A denúncia de trabalho escravo em confecções brasileiras que produziam roupas para a Zara, há cerca de um mês, fez com que a varejista espanhola tivesse sua imagem abalada e a deixou vulnerável. Ontem, o Ministério Público do Trabalho (MPT) em Pernambuco enviou notificação recomendatória à Zara porque sua loja no Shopping Center Recife está há cerca de 15 dias com o aparelho de ar condicionado quebrado.

A reportagem é de Beth Koike e publicada pelo jornal Valor, 16-09-2011.

O MPT solicitou que o problema seja solucionado em até 48 horas após o recebimento da notificação. Segundo o diretor institucional e de responsabilidade social da Inditex (controladora da Zara), Jesus Echevarria, o conserto do aparelho será realizado até domingo. O executivo chegou ao Brasil esta semana para prestar esclarecimentos na Comissão de Direitos Humanos e Minorias da Câmara dos Deputados, em Brasília.

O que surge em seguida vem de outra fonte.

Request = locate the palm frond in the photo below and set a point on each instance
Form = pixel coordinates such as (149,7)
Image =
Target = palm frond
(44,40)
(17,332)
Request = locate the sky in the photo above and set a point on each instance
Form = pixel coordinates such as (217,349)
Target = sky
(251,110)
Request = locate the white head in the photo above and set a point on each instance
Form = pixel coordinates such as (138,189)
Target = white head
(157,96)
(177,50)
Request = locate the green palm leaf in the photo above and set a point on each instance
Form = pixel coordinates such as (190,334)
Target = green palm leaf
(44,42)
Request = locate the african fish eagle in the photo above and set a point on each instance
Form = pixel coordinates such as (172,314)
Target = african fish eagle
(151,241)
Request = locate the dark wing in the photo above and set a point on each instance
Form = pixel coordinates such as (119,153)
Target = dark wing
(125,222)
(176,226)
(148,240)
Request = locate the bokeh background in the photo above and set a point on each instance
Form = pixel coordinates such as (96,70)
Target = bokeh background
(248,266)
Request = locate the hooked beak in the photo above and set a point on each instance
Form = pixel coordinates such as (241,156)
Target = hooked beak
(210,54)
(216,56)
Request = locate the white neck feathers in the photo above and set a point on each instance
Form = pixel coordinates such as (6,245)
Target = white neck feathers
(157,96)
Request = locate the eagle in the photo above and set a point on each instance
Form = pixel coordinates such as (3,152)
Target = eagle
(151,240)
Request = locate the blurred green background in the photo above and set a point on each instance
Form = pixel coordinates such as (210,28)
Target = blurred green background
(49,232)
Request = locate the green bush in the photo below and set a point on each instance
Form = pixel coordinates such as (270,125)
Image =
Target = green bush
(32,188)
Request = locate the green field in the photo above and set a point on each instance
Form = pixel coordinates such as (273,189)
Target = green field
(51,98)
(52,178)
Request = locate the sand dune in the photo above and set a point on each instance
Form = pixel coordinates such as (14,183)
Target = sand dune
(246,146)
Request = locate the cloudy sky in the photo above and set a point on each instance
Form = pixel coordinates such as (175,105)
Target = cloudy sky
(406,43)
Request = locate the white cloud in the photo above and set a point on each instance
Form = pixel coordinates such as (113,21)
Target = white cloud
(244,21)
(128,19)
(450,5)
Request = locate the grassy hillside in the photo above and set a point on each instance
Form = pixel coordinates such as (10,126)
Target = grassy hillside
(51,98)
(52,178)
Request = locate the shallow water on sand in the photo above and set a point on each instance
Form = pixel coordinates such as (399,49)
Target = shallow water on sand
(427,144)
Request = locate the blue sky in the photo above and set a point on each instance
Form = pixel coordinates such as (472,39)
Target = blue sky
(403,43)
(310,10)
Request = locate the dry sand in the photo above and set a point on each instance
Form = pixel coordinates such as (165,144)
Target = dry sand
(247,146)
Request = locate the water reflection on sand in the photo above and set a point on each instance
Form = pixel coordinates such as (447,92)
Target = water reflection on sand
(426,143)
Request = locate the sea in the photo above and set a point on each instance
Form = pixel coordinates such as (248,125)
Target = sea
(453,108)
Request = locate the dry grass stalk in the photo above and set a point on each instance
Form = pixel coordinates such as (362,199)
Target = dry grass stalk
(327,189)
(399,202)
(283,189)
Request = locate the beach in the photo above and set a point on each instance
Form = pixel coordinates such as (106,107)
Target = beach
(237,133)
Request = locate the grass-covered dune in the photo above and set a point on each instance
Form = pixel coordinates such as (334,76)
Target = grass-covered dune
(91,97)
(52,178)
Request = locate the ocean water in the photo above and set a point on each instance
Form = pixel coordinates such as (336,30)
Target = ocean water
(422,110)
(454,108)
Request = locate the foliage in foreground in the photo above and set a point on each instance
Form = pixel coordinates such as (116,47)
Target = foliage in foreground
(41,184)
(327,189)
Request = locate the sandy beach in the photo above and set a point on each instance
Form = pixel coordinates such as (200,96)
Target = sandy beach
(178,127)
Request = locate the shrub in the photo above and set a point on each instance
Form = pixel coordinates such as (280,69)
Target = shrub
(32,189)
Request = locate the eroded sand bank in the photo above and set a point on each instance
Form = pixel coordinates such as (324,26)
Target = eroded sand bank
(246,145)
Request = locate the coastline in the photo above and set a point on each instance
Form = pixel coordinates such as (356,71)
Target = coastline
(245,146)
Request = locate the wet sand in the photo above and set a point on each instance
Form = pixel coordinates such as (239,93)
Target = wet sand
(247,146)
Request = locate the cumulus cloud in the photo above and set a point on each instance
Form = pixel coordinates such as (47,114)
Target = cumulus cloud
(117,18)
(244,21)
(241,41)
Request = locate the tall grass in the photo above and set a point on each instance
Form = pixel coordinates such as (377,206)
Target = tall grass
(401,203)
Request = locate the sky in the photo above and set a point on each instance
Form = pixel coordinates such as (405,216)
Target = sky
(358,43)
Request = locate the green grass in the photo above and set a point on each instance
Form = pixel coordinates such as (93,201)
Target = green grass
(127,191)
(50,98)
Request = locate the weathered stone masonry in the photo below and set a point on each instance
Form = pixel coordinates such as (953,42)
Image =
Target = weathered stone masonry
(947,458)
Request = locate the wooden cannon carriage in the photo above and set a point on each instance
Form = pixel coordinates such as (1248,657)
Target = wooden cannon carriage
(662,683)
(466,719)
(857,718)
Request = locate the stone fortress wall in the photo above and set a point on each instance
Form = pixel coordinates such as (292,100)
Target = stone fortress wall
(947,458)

Echevarria informou que está sendo realizada uma auditoria rígida com os 50 fornecedores da rede no Brasil a fim de analisar se ainda existe alguma irregularidade. A última fiscalização ocorreu no ano passado. "A AHA ocultou a informação, não disse que subcontratava e que trabalhava em desacordo com o nosso código de conduta", disse, referindo-se à confecção em que foram encontrados empregados em situação análoga à escravidão. A Zara interrompeu o contrato com a confecção AHA.

A denúncia de uso de mão de obra escrava no Brasil, segundo Echevarria, foi a pior já registrada pela varejista no mundo. "Em outras regiões, como no Camboja, tivemos alguns relatos de irregularidades mas não dessa grandeza e conseguimos agir antes, devido às auditorias que realizamos frequentemente", disse. "Pedimos desculpas por não termos localizado o problema antes no Brasil também. É uma realidade dramática e inadimissível", acrescentou. Ele informou que manterá a parceria com confecções locais, mas com controle mais rigoroso para admissão de novos fornecedores.

A varejista anunciou na quarta-feira a criação de um telefone para receber denúncias de irregularidades, supervisionado pelo Instituto Ethos. Entre outras medidas, também firmou acordo com a Associação Nacional de Imigrantes Estrangeiros no Brasil, para "identificar focos de situações precárias nas comunidades" e desenvolver programas de capacitação profissional.